On Gratitude, Shalom, Shabbat
I lost one of my jobs yesterday. It wasn't a "job job," or even a "payed gig," more a part of the service aspect of being a college faculty member, so I'm not worried about my bottom line or anything. Nor do I fear boredom: the College will find plenty more things for me to do, eventually. But whenever someone takes away something you have invested yourself into in the name of thinking someone else will do it better, and especially whenever that something is a group of people you have enjoyed being a part of and care deeply about nurturing – well, despite my best effort it tends to hurt a bit.
Yesterday, however, the meeting in which this particular bomb was dropped came right after reading a fantastic article on the Jewish-motherhood blog site Kveller: http://www.kveller.com/mommy-sometimes-i-wish-we-were-christian/
I'll let you read the article yourself, but one of the gists is that throughout our history – a history that has given Jews a spectacularly high bad-news:good-news ratio – Judaism has taught gratitude for the life we are blessed to have. And with that in mind, I was able to get through today's bad-news meeting and even walk out of it with a sense of inner calm.
I thought, more-or-less: Okay. What's done is done. Some people didn't like the work I did. I can do more than brush it off, I can even be grateful. I am grateful for the opportunity I had to work with outstanding, interesting, fun people in the advisor "job" that I used to have. I am grateful to still have my "day job": a steady job in a world where many do not know where the next paycheck is coming from. I am grateful that life has already presented me with enough challenges that I will not lack for interesting things to fill the space in my life that this bad news opens up. I am grateful that one of those challenges is this very first-year-of-Judaism project. Barukh attah, Adonai!
Today, I got my semesterly course evaluation student surveys. If I had any faith left in these assessment instruments, it would be shattered by this term's batch: one class seemed to agree that I was the very embodiment of good teaching, two classes said that I had a few things to work on but was basically a good guy who cares a lot and tries hard and gets better-than-average results, and then a couple of students from the fourth class gave me horrible scores and called me names like "unprofessional" in the comments. In past semesters, that bad fourth apple would have spoiled the bushel: no matter how much praise is heaped on me, the few hurtful words do hurt, especially when the implication of those words is that I have somehow hurt someone.
And yet, this time it was different. I found that I had a sense of perspective that had been missing even one semester ago. I could separate my worth as a person from my job performance, from what bad things people have said about me in that context.
Here, the connection to Judaism is less obvious. Gratitude comes up again, to some extent – I was certainly grateful for the many students who felt happy with my work and took the time to tell me about it: that says a lot! – but I think the real reason Judaism has improved my ability to cope, to distance myself both from these bad comments in student reviews and from the admins' dim view of my advisor performance, is the lesson I have learned from Shabbat.
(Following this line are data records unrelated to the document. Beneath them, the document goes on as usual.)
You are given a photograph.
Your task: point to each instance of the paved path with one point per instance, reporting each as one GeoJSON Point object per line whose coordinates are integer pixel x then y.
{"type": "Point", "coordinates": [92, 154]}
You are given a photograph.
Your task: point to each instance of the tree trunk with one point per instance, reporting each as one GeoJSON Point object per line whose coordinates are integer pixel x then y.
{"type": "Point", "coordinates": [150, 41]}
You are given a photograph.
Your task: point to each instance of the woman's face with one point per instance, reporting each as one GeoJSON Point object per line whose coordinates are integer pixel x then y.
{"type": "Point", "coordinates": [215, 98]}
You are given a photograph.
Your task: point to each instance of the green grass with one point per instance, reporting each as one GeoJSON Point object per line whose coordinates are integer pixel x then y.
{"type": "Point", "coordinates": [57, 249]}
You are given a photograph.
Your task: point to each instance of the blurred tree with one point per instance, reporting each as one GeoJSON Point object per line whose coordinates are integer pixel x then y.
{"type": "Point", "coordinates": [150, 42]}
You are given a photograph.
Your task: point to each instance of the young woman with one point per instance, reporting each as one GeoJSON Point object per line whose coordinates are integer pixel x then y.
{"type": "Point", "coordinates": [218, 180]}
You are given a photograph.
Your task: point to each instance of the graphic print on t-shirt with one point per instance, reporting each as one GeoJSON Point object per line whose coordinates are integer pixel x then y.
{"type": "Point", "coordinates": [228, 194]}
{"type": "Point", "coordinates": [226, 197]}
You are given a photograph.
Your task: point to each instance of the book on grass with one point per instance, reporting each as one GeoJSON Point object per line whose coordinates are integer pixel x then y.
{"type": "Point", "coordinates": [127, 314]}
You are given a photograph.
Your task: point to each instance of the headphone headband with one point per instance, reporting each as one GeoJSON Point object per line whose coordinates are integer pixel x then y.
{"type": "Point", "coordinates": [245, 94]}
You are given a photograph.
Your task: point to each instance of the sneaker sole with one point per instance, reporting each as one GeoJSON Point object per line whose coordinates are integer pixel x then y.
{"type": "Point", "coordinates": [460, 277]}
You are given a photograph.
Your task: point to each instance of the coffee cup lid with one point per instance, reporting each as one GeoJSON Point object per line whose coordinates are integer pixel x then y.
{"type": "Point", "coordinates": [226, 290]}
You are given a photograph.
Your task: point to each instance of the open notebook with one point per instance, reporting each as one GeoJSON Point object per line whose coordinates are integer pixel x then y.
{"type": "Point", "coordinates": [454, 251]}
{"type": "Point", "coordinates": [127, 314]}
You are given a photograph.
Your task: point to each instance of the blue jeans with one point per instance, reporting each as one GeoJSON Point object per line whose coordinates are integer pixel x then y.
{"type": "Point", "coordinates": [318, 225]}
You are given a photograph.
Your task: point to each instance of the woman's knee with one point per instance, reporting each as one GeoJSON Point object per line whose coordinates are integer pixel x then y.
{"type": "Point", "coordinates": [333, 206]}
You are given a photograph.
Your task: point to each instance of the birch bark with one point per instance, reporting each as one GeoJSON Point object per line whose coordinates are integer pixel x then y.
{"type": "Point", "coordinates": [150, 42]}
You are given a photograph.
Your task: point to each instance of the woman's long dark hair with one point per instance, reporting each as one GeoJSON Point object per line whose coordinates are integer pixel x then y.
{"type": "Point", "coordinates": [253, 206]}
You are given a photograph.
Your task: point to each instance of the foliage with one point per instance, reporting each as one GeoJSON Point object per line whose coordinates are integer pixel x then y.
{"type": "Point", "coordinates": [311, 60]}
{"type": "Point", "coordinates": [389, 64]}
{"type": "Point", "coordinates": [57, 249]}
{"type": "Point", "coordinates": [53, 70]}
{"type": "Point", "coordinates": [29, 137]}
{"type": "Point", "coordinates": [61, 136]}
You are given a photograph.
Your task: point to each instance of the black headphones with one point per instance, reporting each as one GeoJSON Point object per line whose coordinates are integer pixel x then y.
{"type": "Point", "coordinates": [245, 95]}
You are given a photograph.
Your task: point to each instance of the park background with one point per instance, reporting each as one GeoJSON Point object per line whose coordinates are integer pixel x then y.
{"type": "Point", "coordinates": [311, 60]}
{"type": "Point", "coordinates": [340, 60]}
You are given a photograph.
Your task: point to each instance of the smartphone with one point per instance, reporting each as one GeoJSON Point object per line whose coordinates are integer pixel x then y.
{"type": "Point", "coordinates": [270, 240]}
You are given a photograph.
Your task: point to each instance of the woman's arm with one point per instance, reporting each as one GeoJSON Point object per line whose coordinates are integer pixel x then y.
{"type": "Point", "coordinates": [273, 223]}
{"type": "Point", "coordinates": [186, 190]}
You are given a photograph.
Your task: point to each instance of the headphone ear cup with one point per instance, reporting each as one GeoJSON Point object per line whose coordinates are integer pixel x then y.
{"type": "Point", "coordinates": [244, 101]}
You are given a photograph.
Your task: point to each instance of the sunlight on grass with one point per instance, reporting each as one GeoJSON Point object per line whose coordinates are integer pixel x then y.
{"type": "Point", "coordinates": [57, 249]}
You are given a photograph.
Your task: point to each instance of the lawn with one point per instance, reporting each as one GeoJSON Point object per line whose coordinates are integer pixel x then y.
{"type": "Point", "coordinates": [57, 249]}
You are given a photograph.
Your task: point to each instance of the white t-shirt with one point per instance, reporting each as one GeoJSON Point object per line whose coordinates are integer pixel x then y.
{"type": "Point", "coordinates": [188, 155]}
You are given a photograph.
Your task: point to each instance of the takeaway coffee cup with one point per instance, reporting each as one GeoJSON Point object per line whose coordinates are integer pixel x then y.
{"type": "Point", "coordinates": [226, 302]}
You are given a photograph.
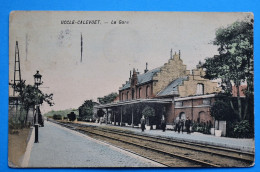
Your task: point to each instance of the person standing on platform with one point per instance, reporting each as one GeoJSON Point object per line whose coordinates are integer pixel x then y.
{"type": "Point", "coordinates": [179, 126]}
{"type": "Point", "coordinates": [187, 125]}
{"type": "Point", "coordinates": [182, 125]}
{"type": "Point", "coordinates": [143, 124]}
{"type": "Point", "coordinates": [163, 125]}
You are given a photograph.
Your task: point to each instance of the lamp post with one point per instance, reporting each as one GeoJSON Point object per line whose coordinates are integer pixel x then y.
{"type": "Point", "coordinates": [37, 82]}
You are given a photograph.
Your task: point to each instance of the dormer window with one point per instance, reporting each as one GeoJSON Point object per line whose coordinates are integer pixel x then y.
{"type": "Point", "coordinates": [147, 91]}
{"type": "Point", "coordinates": [200, 89]}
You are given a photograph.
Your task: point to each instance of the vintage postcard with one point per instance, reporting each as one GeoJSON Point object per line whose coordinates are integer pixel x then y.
{"type": "Point", "coordinates": [130, 89]}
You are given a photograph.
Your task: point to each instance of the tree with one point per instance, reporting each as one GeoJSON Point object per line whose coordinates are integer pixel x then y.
{"type": "Point", "coordinates": [30, 96]}
{"type": "Point", "coordinates": [86, 109]}
{"type": "Point", "coordinates": [148, 112]}
{"type": "Point", "coordinates": [108, 98]}
{"type": "Point", "coordinates": [234, 64]}
{"type": "Point", "coordinates": [100, 113]}
{"type": "Point", "coordinates": [72, 116]}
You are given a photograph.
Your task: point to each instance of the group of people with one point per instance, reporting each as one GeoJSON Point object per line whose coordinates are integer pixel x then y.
{"type": "Point", "coordinates": [179, 125]}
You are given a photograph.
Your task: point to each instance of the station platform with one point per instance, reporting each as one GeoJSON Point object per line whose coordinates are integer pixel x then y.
{"type": "Point", "coordinates": [247, 145]}
{"type": "Point", "coordinates": [61, 147]}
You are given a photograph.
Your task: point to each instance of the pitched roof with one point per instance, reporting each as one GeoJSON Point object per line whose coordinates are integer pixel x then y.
{"type": "Point", "coordinates": [143, 78]}
{"type": "Point", "coordinates": [172, 88]}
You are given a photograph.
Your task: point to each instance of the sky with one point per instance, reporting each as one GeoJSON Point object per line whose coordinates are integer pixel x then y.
{"type": "Point", "coordinates": [110, 50]}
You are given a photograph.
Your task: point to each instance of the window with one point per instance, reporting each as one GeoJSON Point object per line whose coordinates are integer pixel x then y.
{"type": "Point", "coordinates": [178, 104]}
{"type": "Point", "coordinates": [200, 89]}
{"type": "Point", "coordinates": [147, 91]}
{"type": "Point", "coordinates": [206, 101]}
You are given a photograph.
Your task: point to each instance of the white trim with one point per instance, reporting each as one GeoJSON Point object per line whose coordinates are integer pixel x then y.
{"type": "Point", "coordinates": [121, 103]}
{"type": "Point", "coordinates": [192, 106]}
{"type": "Point", "coordinates": [194, 97]}
{"type": "Point", "coordinates": [27, 154]}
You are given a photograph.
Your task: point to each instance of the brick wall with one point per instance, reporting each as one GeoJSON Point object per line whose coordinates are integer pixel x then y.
{"type": "Point", "coordinates": [169, 72]}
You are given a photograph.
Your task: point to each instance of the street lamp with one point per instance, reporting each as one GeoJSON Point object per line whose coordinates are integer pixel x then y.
{"type": "Point", "coordinates": [37, 82]}
{"type": "Point", "coordinates": [37, 79]}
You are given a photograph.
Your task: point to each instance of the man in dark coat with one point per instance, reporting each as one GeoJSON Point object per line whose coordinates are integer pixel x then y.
{"type": "Point", "coordinates": [143, 124]}
{"type": "Point", "coordinates": [187, 125]}
{"type": "Point", "coordinates": [163, 125]}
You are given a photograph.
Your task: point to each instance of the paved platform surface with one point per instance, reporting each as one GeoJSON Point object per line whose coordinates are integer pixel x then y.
{"type": "Point", "coordinates": [61, 147]}
{"type": "Point", "coordinates": [240, 144]}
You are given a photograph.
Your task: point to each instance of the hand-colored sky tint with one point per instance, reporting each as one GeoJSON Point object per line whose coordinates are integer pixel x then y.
{"type": "Point", "coordinates": [110, 51]}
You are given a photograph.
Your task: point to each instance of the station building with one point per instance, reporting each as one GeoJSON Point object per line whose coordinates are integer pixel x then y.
{"type": "Point", "coordinates": [172, 90]}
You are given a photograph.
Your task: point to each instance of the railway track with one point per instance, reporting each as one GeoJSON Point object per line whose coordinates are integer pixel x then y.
{"type": "Point", "coordinates": [167, 151]}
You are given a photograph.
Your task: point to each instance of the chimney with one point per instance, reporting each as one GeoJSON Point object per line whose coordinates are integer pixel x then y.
{"type": "Point", "coordinates": [130, 76]}
{"type": "Point", "coordinates": [146, 70]}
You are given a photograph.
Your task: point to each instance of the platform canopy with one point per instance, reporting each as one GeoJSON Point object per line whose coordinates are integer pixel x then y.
{"type": "Point", "coordinates": [135, 101]}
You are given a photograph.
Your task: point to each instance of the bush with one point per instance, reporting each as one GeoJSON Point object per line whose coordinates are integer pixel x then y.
{"type": "Point", "coordinates": [57, 117]}
{"type": "Point", "coordinates": [243, 129]}
{"type": "Point", "coordinates": [200, 127]}
{"type": "Point", "coordinates": [72, 116]}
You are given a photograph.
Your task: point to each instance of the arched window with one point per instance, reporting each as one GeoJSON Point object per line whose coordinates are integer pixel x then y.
{"type": "Point", "coordinates": [201, 117]}
{"type": "Point", "coordinates": [147, 91]}
{"type": "Point", "coordinates": [200, 89]}
{"type": "Point", "coordinates": [182, 115]}
{"type": "Point", "coordinates": [122, 97]}
{"type": "Point", "coordinates": [139, 93]}
{"type": "Point", "coordinates": [133, 93]}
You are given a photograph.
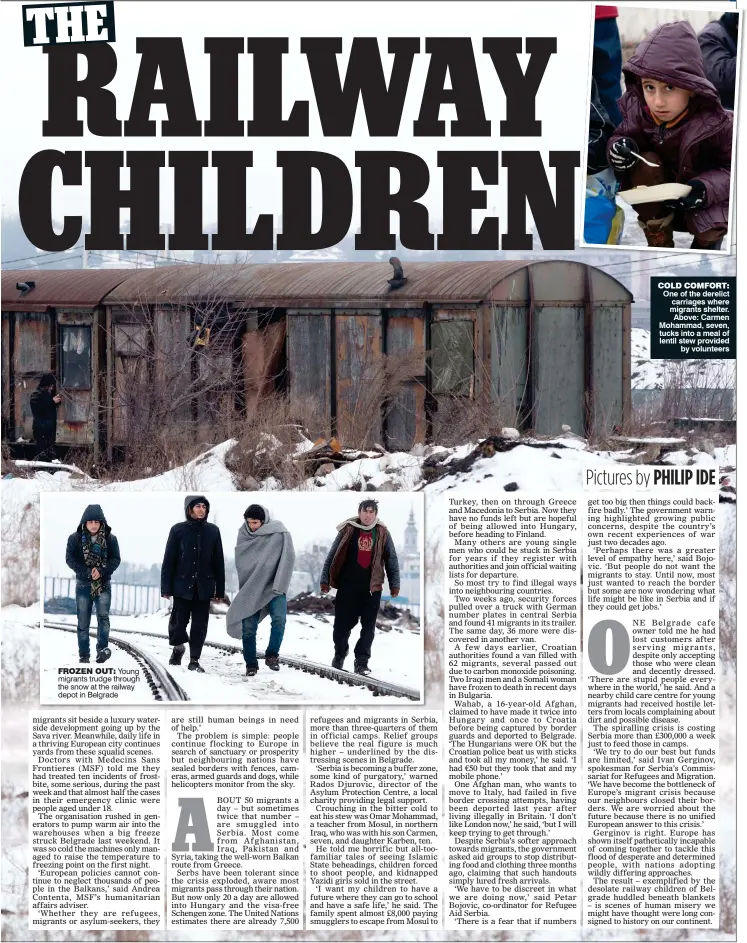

You see, in my years living with the so-called Protestant Work Ethic, the faith of my upbringing convinced me to identify myself and my worth as a person with the work that I do in the world. Judaism has no problem with people doing good work, but once a week it forces me to stop doing that work. It forces me to see that I exist, that I am a whole person and a pretty good person at that, loved-by-God-and-by-other-people, when I am not working.
In other words, I am not my work. My work 6 days a week is what I do; the person who hangs with his family and practices peace and gratitude and all the rest on Shabbat is who I am.
Barukh attah Adonai, Eloheinu melek ha'olam, she'asani b'tzalmo.